Throughout her career, artist Ingrid Pollard has explored themes of Black feminism, race, and gender, with a focus on representation and history within the British landscape. In the 1980s, she was involved in feminist organizations in London and contributed photographs to the 1990 book Passion: Discourses on Blackwomen’s Creativity, which showcased the work of contemporary Black and queer makers of color. The book emphasized self-sufficiency and freedoms defiantly explored at the margins of the British mainstream.

In this conversation, Pollard and scholar Hazel Carby reflect on Pollard’s work on display in After the End of the World: Pictures from Panafrica and Project a Black Planet: The Art and Culture of Panafrica, drawing connections to the concept of Quilombismo, one of the key Pan-Africanist movements featured in the exhibition.

This talk is supported by the Crossed Purposes Foundation Fund.

About the Speakers

Ingrid Pollard Photo Emile Holbar

Ingrid Pollard was born in Georgetown, Guyana, in 1953. She completed a BA in film and video at the London College of Printing, an MA in photographic studies at Derby University, and a PhD at the University of Westminster.

Pollard is a photographer, media artist, and researcher with a social practice centered on issues of representation and history within the British landscape, particularly focusing on race, gender, and the concept of other. Her work is often based on lengthy research into archives and environments, and her photo-based practice interrogates the hidden and explicit ideologies that underpin our popular visual cultures, aesthetic regimes, and art histories.

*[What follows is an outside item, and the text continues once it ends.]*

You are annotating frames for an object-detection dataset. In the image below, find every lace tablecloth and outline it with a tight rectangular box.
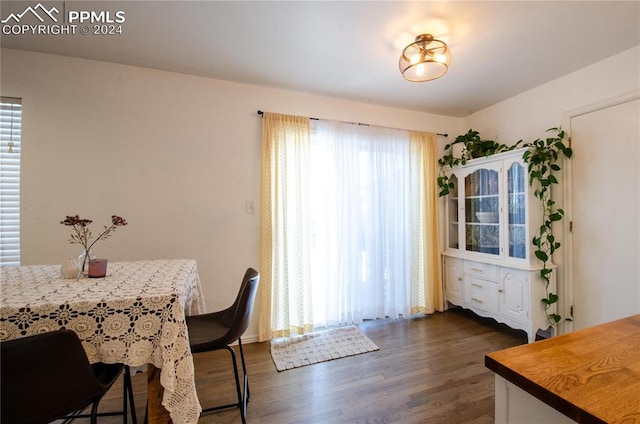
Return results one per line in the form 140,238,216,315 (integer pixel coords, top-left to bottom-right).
0,259,205,423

Pollard lives and works in Northumberland.

Photo by Emile Holba.

Carby

Hazel V. Carby is the Charles C. and Dorothea S. Dilley Professor Emeritus at Yale University. She is a pioneer in the fields of black feminism and a leading scholar in black diasporic literature and culture. Her book Imperial Intimacies: A Tale of Two Islands (2019) won the British Academy’s Nayef Al-Rodhan Prize for Global Cultural Understanding and was named a “Book of the Year” by the Times Literary Supplement. She is also the author of influential works such as Reconstructing Womanhood (1987) and Race Men (1998).